The message was meant to inspire Biden, his lawyers wrote, letting him know that he, “too, could overcome any addiction.”
Biden’s attorneys went on to excoriate the Justice Department’s prosecutors for jumping to conclusions, arguing that it had damaged the president’s son’s standing. “The prosecution was reckless in making such a hyperbolic and sensational claim in a public filing, which it surely realized would prejudice Mr. Biden in the public eye,” they said.
The Biden team’s filing did not address two other images included in the Justice Department’s exhibit, one showing small tools in a Hermès box and another a scale weighing grainy white rocks.
Weiss’ office did not immediately return an after-hours request for comment on Tuesday.
Biden was indicted last September on three federal charges related to the 2018 gun purchase. The indictment was handed down after a plea agreement that would have resolved any charges related to the case—as well as further tax-related charges in California—fell apart at the last second. He faces up to 25 years behind bars on the gun charges alone. (In December, he was indicted for allegedly trying to avoid paying $1.4 million in taxes between 2016 and 2019.)
He has pleaded not guilty to both indictments and, in December, asked a federal judge to dismiss the gun charges, arguing the case against him is politically motivated. Weiss has denied any right-wing bias in prosecuting Biden. “Stripped of its bluster, the defendant’s theory of vindictiveness is simply not credible,” he wrote last month.
Biden’s Tuesday filing, which seeks to ensure prosecutors have fulfilled their discovery obligations, also references Alexander Smirnov, arguing that his recent indictment proves the case is tainted. A former FBI informant, Smirnov was charged last week with fabricating claims that Biden and his father took bribes from a Ukrainian company.
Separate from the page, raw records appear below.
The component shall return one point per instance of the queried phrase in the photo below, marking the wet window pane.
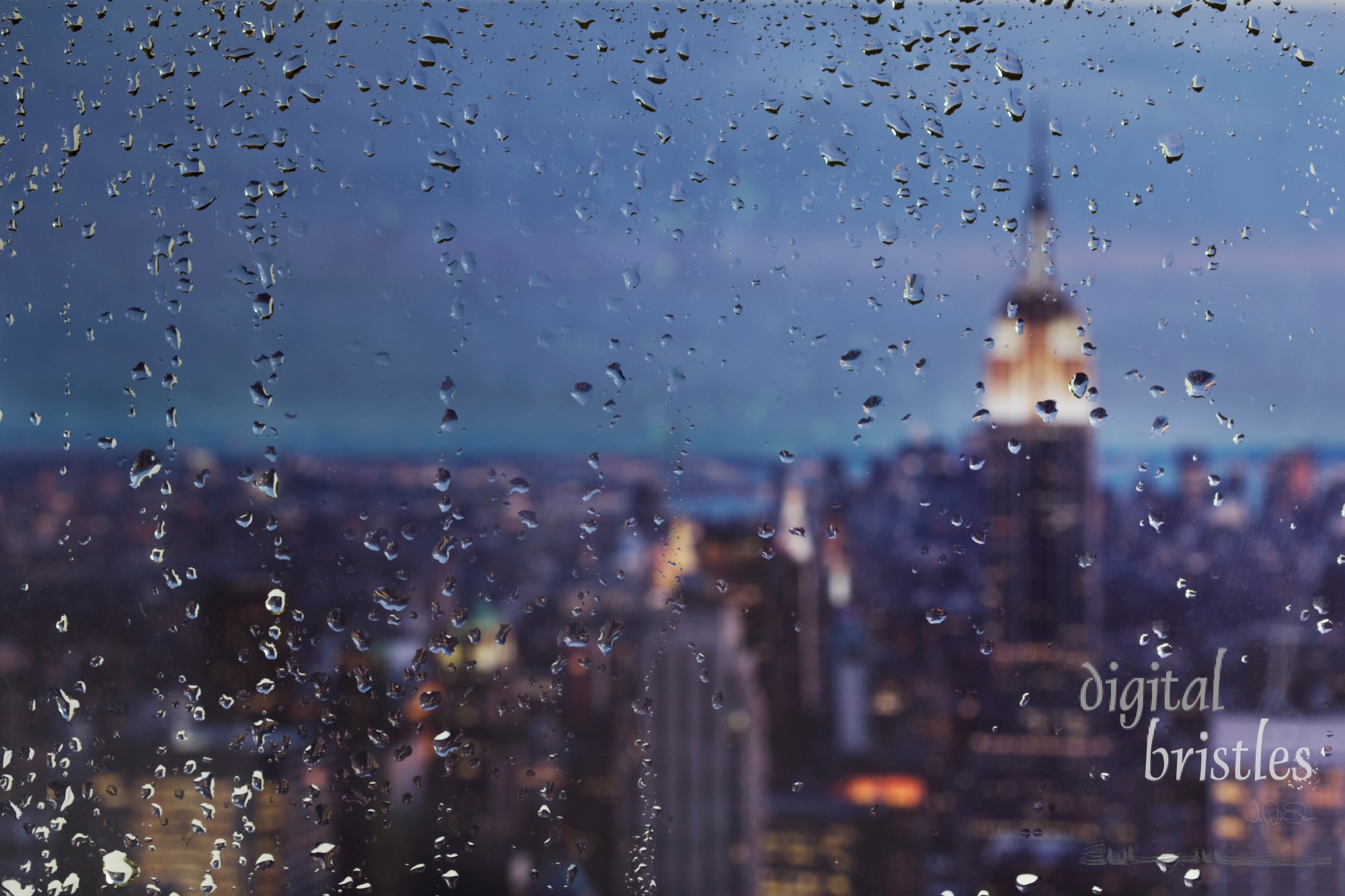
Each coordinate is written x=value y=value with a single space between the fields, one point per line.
x=728 y=448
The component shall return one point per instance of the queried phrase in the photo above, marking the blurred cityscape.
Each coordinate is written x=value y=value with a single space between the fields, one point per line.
x=610 y=676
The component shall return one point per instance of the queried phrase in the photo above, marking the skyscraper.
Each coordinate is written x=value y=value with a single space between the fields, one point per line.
x=1030 y=799
x=1039 y=486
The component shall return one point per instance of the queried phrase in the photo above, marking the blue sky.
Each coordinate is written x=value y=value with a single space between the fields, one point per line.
x=767 y=227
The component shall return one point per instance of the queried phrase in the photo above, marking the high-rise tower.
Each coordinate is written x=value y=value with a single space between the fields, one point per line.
x=1039 y=482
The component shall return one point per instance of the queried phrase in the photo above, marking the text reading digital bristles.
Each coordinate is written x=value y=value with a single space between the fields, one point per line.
x=1141 y=696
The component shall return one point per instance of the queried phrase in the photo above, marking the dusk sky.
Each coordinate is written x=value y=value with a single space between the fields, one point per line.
x=567 y=186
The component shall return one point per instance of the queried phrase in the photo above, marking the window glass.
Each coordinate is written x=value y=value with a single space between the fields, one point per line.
x=730 y=448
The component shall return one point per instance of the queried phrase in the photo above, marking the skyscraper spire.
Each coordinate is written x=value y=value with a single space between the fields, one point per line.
x=1039 y=209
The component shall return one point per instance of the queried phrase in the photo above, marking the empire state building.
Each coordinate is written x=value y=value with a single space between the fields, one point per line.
x=1040 y=495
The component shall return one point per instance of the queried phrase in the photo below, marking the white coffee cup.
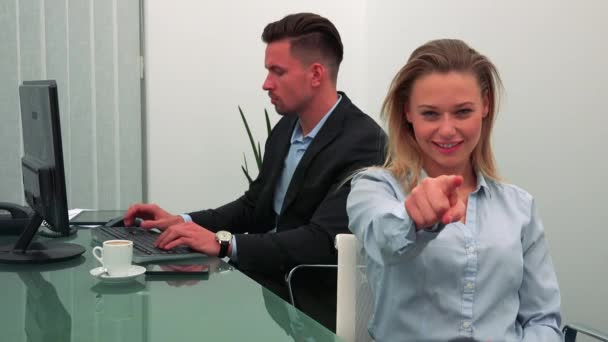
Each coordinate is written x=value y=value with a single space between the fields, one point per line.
x=115 y=256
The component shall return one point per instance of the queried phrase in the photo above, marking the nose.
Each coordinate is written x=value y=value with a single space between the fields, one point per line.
x=268 y=84
x=447 y=126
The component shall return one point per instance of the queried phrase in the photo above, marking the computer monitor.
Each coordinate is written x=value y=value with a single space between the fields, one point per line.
x=43 y=177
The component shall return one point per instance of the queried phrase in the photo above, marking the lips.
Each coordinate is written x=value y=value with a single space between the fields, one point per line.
x=448 y=147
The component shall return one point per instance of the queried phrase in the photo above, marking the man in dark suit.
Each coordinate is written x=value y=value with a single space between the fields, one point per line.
x=297 y=204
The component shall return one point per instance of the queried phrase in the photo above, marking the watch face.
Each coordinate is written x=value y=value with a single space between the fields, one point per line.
x=223 y=235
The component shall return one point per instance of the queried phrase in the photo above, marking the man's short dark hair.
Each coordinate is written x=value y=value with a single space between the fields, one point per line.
x=312 y=37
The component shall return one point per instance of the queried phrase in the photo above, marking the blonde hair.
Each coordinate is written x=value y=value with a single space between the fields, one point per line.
x=404 y=157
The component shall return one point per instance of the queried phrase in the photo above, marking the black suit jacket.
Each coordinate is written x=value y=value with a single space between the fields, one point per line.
x=314 y=208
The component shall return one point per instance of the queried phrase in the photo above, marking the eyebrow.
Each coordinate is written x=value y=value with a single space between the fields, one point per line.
x=425 y=106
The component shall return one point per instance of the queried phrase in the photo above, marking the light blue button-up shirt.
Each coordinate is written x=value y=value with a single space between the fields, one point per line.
x=298 y=146
x=490 y=279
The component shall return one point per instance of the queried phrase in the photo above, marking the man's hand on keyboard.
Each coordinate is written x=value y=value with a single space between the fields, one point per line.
x=190 y=234
x=153 y=216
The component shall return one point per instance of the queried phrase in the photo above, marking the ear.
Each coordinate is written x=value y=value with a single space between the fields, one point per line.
x=406 y=112
x=318 y=72
x=486 y=105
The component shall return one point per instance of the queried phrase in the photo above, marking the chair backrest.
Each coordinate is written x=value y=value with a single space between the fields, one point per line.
x=355 y=303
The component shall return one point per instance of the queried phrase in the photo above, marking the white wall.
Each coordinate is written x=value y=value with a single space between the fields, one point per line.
x=205 y=58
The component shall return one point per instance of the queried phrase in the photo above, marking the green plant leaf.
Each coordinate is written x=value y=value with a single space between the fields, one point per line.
x=248 y=131
x=259 y=157
x=247 y=175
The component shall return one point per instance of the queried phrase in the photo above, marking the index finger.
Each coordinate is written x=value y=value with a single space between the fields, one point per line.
x=449 y=183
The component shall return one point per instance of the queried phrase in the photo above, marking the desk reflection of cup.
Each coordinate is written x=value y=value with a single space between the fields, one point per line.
x=115 y=256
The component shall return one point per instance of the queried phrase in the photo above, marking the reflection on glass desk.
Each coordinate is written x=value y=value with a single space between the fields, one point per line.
x=63 y=302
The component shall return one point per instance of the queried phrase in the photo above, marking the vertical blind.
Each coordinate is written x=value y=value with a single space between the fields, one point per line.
x=92 y=49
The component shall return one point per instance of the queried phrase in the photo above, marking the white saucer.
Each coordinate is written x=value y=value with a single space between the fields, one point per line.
x=134 y=272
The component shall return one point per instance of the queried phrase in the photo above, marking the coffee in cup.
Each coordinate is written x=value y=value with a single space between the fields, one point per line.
x=115 y=256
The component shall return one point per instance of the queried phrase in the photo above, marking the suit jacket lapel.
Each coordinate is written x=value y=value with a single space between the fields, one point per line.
x=330 y=130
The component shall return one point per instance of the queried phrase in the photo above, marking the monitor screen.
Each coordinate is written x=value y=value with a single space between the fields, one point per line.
x=43 y=177
x=42 y=162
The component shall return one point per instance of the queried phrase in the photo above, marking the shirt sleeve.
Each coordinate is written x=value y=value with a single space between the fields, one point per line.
x=539 y=310
x=378 y=218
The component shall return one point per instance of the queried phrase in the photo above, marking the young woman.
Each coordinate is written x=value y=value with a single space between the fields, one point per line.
x=453 y=253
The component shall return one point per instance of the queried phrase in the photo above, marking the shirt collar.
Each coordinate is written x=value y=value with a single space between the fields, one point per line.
x=296 y=136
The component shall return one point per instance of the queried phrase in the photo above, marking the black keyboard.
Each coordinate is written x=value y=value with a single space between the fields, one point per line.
x=143 y=240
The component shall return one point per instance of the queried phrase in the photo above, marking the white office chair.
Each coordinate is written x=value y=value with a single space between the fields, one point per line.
x=355 y=301
x=570 y=331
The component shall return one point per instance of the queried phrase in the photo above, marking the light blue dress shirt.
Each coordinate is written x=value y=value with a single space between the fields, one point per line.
x=490 y=279
x=298 y=146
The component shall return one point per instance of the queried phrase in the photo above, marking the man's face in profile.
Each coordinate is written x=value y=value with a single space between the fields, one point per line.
x=289 y=81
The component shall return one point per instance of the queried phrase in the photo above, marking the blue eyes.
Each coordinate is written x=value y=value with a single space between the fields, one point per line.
x=430 y=115
x=464 y=111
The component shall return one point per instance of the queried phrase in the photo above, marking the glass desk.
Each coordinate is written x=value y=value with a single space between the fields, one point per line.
x=63 y=302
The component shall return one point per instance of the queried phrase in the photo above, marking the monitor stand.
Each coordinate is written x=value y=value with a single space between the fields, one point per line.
x=24 y=251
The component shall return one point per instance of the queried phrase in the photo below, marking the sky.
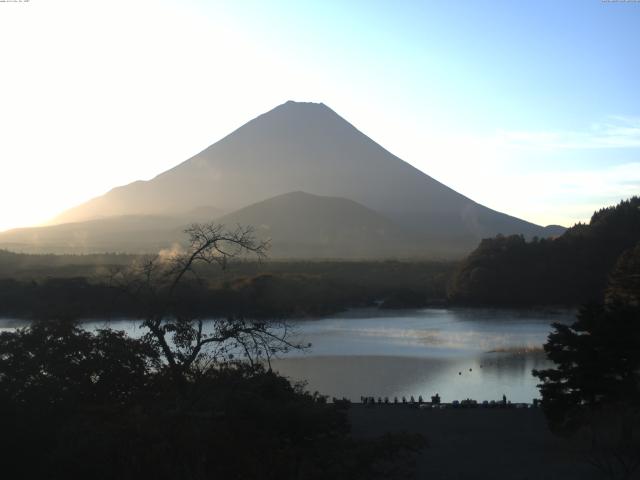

“It now seems clear that the Smirnov allegations infected this case” as prosecutors resuscitated a “baseless investigation” based on Smirnov’s “ridiculous claims” as they chased Biden, the lawyers wrote.
“The Special Counsel charged Mr. Smirnov with lying and obstruction, but the more interesting part of this story is not that Mr. Smirnov lied,” they added. “It is more remarkable that beginning in July 2023, the Special Counsel’s team would follow Mr. Smirnov down his rabbit hole of lies as long as it did.”